NOIR. Fred (Jean-Pierre Marielle) est un flic cynique et froid. Des années de métier derrière lui, une haine des institutions politico-médiatiques et un dégout des criminels l'ont fait stagné dans son commissariat du Nord. Récemment frappé par la vie, il fait toujours le deuil de sa fille poussée sous un autobus par sa mère, celle-ci devenue cinglée et internée. Il lui rend de brèves visite à l'asile, récoltant d'avilissant "Tes yeux puent la mort, regardez, ses yeux puent la mort".



T'es pas dans "Bienvenu chez les ch'tis" t'as compris. Mais plutôt bienvenue dans cet entrepôt où un indic préalablement tué au pistolet d'abattage s'est fait découper en morceaux et bouillir dans plusieurs marmites. Restent 4 sacs poubelle, volontairement laissés sur place, la tête est reconnue et l'enquête est lancée. L'intuition de Fred l'amène au 8ème étage, 2ème porte à droite. Gravier (Jean-Pierre Bisson) est un ancien militaire, sexuellement déviant, malsain, ayant déjà donné dans le meurtre artisanal et fraichement sorti du trou. Le bras de fer commence.



Fred est certain d'avoir mis la main sur le coupable. Une nouvelle circulaire de la police visant à éradiquer les réseaux terroristes lui donne le droit de pénétrer chez les suspects à n'importe quelle heure, sans frapper.
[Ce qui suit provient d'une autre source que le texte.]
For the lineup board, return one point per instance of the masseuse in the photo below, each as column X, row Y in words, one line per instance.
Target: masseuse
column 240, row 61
Il met la pression sur Gravier, jour et nuit. Borné et Brutal. (Façon Michel Bouquet dans DEUX HOMMES DANS LA VILLE). Mais si Gravier est resté sur les lieux du crime c'est bien parce qu'il est plus malin qu'il en a l'air. L'affaire mouille du monde, et quand le mot ministre est laché, Fred laisse tomber. Vomissant ces magouilles.
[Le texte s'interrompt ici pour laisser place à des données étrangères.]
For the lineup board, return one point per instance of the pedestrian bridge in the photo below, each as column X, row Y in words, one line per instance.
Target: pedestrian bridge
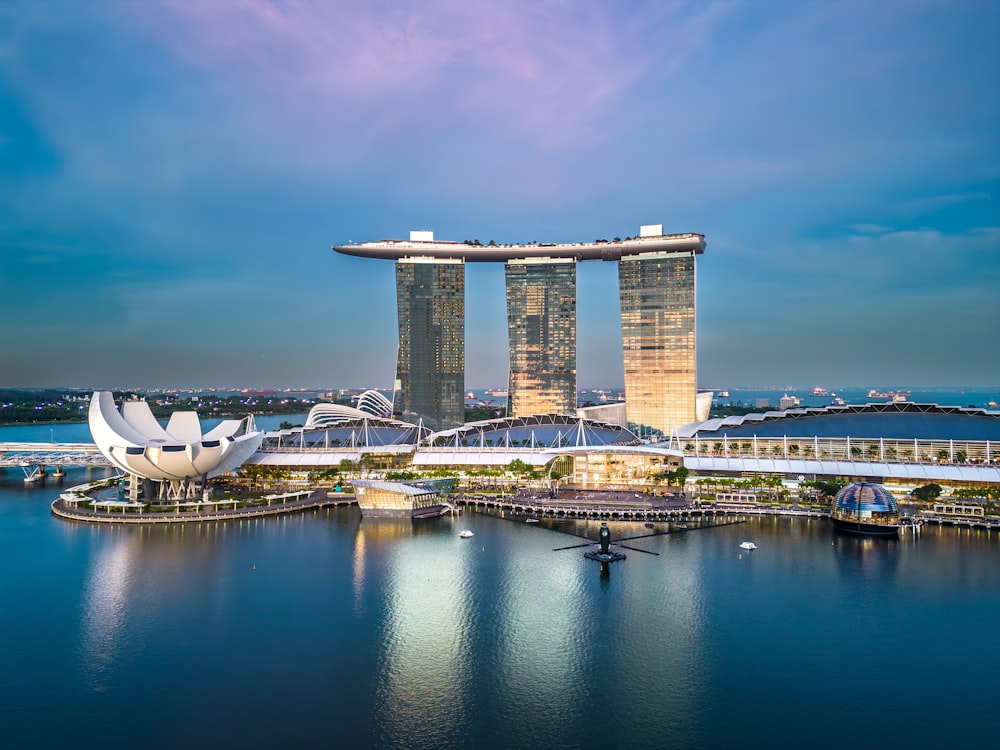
column 32, row 458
Gravier, rattrapé par son cerveau malade ne s'arrêtera pas là. Tuant encore, par nécessité et par plaisir (Entendre un homme agonir est aussi bon qu'entendre une femme qui jouit). Et les rôles vont s'inverser. C'est maintenant Gravier, hors d'atteinte, qui hantera Fred. Allant jusqu'à profaner la tombe de sa fille d'un "Crève sale flic, comme ta pute de fille". Ne jamais énerver Jean-Pierre Marielle. Jamais. Duel final. Qui en sort grandi ? Personne.



Un film de patron, ni plus ni moins. On reconnait la touche agréable mais prétentieuse de Bertrand Tavernier (qui a co-écrit le script) avec ses flics cinéphiles, ses criminels qui lisent et ces témoins passionnés de musique. Malgré ça, l'accent poétique (la voix narrative de Fred) et la foisonnance de phrases chocs en fait un gros gros classique. Morose à mort. Spectateur d'une époque grise (Le rêve des gens n'est plus de faire des choses mais de passer à la télé), en froid avec la modernité (le design des bureaux de police, Marielle qui perd aux échecs sur son IBM...), où les crimes sont monnaie courante, et ne surprennent plus personne.



L'adaptation de la nouvelle de l'écrivain américain Robin Cook, par le réputé Laurent Heynemann, tient sa promesse. La musique de Philippe Sarde aussi, comme toujours. L'apparition de François Berléand est accessoire. Bisson est aussi inquiétant et dérangeant que dans MORT UN DIMANCHE DE PLUIE l'année d'avant. Marielle est parfait, comme d'hab. Toujours en noir, en retrait, se déplaçant tel un corbeau, l'ombre d'un flic résigné, sans raison de vivre, ni de mourir. GRIS.